Nigeria’s President, Muhammadu Buhari has declared that the Boko Haram extremist group has finally been crushed — driven from its last forest enclave with fighters on the run and no place to hide.
In a statement, Mr Buhari commended Nigerian troops for “finally entering and crushing the remnants of the Boko Haram insurgents at Camp Zero,” which is located deep within the heart of Sambisa Forest.
He announced the “long-awaited and most gratifying news of the final crushing of Boko Haram terrorists in their last enclave” and declared “the terrorists are on the run, and no longer have a place to hide.”
The Sambisa Forest was where Boko Haram was believed to be holding some of more than 200 schoolgirls kidnapped in April 2014 from a school in the town of Chibok.

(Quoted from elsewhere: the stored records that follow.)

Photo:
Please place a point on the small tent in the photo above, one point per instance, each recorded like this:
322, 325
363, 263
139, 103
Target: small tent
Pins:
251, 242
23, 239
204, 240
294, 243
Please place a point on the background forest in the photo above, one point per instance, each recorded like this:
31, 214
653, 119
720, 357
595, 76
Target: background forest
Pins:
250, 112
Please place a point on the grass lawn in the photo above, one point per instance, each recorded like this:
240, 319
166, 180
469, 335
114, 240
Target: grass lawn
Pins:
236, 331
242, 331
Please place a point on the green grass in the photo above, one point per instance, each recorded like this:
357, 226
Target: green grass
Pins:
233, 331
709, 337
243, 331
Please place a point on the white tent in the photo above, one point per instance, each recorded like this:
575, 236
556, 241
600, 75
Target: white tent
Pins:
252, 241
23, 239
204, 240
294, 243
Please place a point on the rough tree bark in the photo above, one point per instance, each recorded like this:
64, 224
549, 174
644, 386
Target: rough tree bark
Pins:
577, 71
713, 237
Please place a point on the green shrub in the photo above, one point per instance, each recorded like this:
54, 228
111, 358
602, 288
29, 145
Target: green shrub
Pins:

“Further efforts should be intensified to locate and free our remaining Chibok girls still in captivity. May God be with them,” Buhari said.
Boko Haram’s seven-year uprising has killed more than 20,000 people, spread across Nigeria’s borders, driven some 2.3 million people from their homes and created a massive humanitarian crisis.
Despite President Muhammadu Buhari’s victorious announcement, Nigeria is unlikely to see an end soon to the deadly suicide bombings, village attacks and assaults on remote military outposts in northeastern Nigeria carried out by the country’s homegrown extremist group. Already, there are reports that the insurgents have been regrouping in Taraba and Bauchi states, south of their northeastern stronghold in Borno state, and taking advantage of a decades-old conflict in central Nigeria between mainly Muslim nomadic cattle herders and sedentary Christian farmers (Daily Mail).